Because of the current pandemic I did want to touch base on how we handled that issue. We were diligent with our masks whenever we were out of the car. We brought sanitary wipes for pumping gas and hotel rooms. The hotel rooms were an issue we researched ahead of time and found that the Hilton chain of hotels seemed to have the best programs. We were able to do remote check-in prior to arrival so we just went to our room and keyed in the code we were given. The rooms had tags sealing the door to verify the room had been disinfected. To protect our family here in Los Angeles and in Seattle we got tests done before heading up and after returning just to verify we were ok.
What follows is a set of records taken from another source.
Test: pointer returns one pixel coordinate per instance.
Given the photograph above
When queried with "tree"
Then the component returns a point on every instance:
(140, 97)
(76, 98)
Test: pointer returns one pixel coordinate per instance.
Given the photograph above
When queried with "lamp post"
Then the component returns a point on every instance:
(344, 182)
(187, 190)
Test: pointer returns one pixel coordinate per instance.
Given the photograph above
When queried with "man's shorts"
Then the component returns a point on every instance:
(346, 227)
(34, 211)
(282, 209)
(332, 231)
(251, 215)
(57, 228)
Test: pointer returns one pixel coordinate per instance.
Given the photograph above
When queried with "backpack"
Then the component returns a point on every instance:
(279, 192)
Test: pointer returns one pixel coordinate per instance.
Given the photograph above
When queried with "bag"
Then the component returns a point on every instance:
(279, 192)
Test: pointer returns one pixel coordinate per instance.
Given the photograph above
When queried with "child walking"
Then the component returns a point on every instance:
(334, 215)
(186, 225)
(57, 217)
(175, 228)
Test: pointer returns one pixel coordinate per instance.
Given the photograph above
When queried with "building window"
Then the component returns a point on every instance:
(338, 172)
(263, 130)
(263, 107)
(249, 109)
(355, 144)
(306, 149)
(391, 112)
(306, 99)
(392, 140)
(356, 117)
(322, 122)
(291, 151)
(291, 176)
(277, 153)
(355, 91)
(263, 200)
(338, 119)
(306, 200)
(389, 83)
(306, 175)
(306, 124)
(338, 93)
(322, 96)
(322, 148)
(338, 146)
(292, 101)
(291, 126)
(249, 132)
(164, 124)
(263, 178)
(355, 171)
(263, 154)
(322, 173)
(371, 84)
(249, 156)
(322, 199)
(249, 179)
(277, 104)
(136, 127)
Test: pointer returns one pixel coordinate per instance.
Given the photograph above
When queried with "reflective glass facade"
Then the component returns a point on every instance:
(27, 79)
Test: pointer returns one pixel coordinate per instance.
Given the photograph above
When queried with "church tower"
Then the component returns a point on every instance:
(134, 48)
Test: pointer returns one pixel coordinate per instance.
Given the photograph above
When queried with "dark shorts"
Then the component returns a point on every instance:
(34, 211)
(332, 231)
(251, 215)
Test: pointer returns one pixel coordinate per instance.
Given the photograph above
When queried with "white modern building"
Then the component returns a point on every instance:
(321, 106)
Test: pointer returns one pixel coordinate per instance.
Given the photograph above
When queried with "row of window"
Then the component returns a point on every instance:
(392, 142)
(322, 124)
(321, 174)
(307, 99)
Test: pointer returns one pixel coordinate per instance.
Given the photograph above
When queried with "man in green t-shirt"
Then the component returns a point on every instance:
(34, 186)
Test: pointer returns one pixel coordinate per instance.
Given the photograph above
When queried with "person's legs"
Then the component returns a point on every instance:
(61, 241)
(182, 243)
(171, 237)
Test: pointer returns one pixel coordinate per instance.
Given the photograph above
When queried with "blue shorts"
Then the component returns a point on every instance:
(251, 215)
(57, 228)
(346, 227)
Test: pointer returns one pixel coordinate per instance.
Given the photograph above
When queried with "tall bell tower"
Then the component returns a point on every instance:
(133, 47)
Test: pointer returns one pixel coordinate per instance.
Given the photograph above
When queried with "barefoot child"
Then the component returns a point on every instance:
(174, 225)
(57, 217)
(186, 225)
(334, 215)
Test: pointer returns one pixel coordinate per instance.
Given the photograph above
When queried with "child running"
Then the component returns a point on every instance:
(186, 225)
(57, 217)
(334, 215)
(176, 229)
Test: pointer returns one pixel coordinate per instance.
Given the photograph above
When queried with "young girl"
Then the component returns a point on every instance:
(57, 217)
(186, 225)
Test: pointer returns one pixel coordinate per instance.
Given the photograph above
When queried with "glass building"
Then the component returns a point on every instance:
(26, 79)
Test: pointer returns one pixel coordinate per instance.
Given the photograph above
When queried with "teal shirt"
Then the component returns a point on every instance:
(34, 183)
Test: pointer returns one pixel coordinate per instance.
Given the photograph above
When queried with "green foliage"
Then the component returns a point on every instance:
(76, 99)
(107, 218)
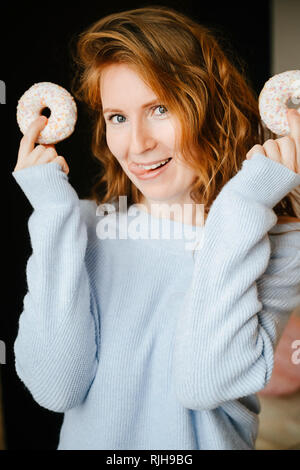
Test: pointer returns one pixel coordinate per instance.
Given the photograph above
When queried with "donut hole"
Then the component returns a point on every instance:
(46, 112)
(293, 103)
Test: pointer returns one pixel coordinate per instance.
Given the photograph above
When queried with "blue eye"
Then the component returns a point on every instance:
(154, 107)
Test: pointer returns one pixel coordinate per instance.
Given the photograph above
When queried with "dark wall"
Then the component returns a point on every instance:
(36, 48)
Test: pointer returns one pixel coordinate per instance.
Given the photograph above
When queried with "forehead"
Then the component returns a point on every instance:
(120, 83)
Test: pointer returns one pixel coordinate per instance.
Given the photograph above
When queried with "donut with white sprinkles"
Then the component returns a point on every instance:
(63, 117)
(277, 92)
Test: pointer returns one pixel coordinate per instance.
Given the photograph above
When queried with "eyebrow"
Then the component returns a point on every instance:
(120, 110)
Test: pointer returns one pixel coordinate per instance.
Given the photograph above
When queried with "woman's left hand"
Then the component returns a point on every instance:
(285, 150)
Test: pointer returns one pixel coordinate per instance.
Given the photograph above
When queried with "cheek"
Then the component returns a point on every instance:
(115, 145)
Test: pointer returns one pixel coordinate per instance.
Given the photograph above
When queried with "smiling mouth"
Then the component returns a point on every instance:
(141, 172)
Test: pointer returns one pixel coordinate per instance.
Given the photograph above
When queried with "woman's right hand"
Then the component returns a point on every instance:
(29, 155)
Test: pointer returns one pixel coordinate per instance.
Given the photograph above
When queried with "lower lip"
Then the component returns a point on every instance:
(153, 173)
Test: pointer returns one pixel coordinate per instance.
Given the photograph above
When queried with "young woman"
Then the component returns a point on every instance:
(141, 341)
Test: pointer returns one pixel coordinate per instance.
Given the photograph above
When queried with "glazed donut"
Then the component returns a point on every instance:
(273, 99)
(63, 109)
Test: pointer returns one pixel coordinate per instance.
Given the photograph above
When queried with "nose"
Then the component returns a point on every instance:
(141, 138)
In continuing from last weeks post from our recent road trip up to the Seattle area from Los Angeles, I wanted to share some captures from the Hood River Valley in Northern Oregon. We stopped here after visiting Crater Lake in Southern Oregon (pics from that coming soon). Hood River is a town located on the confluence of the Hood River and The Columbia River. Just south of the town is a stunningly beautiful agricultural valley. The valley is known for its tree fruit agriculture—including one of the world’s largest pear growing areas. There is a mapped out drive around the valley called the “Fruit Loop”. It lists a number of places to visit where the twenty-nine member stands offer you a variety of wines, fruits, vegetables, flowers, ciders, and food. We chose to stop at an apple orchard where we were able to pick our own fruit. Loved the experience as neither my wife or I have picked apples from an orchard since we were young. It also high-lighted an old country store where in respect to covid, goods were displayed outside in front of the historic building.
This weeks captures were taken along the fruit loop and as Mt Hood is a prominent backdrop in the valley, I couldn’t resist these shots with the fall color.
My wife and I just got back to Los Angeles from a 2 week road trip back up to Seattle. For those of you that follow my blog, you will remember my post from mid September of the thick smoke in Seattle that we experienced when we were up there then. Yes, we turned around in a couple of weeks and returned this time via car. The early September trip was a last minute one to help on a family matter. This trip we had been planning all summer to take a few days going up, stopping at Crater Lake and Hood River Valley in Oregon. On our way back down we went through Oregon and cut over to the coast to drive down the extreme Northern California Coastline through the many redwoods that populate that geography. So for the next few weeks, I will be sharing some of my favorite captures from our trip.
I’m starting this week with two captures of Marymere Falls located in the Olympic National Park which is on the Olympic Peninsula in Washington State. This was an awesome day trip we did with our two daughters and their husbands that live in the Seattle area. We took one of the many ferries that connect Seattle to the surrounding islands and the peninsula. From the arriving ferry port, we still had another 1.5 hour drive to the park.
There is so much to see and do with the many trails, etc, but my favorite one for the day was the attached two captures of Marymere Falls. The trail is just a quick 1.7 mile hike and ends with this 90 foot waterfall. There are two viewing platforms at different elevations to choose from. This first capture is from the lower platform and the second one is from the upper platform.